Nike Terra Kiger 2 zabrałem na dwa starty – rybnicki Cross Wiosenny i raciborski Bieg Twardziela, gdzie spisały się celująco. Oba biegi odbywały się na szutrowych leśnych ścieżkach. Podczas obu startów plan został zrealizowany w 110%, więc oprócz treningu buty również musiały zagrać.

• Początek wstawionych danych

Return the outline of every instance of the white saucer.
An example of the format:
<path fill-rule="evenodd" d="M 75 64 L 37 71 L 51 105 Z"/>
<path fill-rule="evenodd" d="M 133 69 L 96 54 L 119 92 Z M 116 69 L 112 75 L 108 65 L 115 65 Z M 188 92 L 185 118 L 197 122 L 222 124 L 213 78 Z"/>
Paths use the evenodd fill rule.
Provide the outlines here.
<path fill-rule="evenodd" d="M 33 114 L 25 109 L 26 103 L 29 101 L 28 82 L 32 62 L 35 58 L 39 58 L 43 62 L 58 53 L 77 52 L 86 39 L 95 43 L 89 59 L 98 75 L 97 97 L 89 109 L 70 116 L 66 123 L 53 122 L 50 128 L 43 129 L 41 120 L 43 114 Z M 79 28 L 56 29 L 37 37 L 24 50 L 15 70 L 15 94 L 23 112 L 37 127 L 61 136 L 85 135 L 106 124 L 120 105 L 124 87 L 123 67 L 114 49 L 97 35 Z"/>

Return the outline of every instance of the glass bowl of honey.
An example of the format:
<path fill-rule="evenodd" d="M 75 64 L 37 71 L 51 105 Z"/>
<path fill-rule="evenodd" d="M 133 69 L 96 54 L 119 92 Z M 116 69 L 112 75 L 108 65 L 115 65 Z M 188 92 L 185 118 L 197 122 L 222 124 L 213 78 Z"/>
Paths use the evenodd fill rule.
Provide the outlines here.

Fot. Kasia i Rafał Domagała
Wykonanie butów jest solidne, ale po przeczytaniu opinii w Internecie miałem pewne obawy co do ich trwałości. Jeżeli chodzi o cholewkę, to nie mam zastrzeżeń – materiał nie przeciera się, nie widać żadnych śladów zużycia. Trochę inaczej mają się sprawy z podeszwą, która niestety ściera się trochę szybciej, niż można by sobie tego życzyć. Chociaż staram się unikać twardszych nawierzchni, to w miejscu lądowania wypustki bieżnika są wyraźnie krótsze. Warto zaznaczyć, że jestem lekkim biegaczem i generalnie powoli niszczę buty, jeżeli więc zacząłby je maglować ktoś o większych gabarytach, to guma pod stopami pewnie znikałaby o wiele szybciej.
Dla kogo i do czego?
Nike Terra Kiger 2 to buty dla biegaczy, którzy szukają lekkiego modelu do biegania w terenie. Ich bieżnik nie podoła najbardziej hardkorowym trasom, ale da sobie radę w zróżnicowanym terenie. Grubość podeszwy oraz amortyzacja sprawiają, że nie jest to model bardzo wymagający technicznie, lecz niski profil podeszwy pozwala biegać naturalnie i nie narzuca się biegaczowi. Bardzo wygodna i świetnie dopasowana cholewka w połączeniu ze sprężystą podeszwą sprawiają, że jest to również doskonały but do szybszego biegania.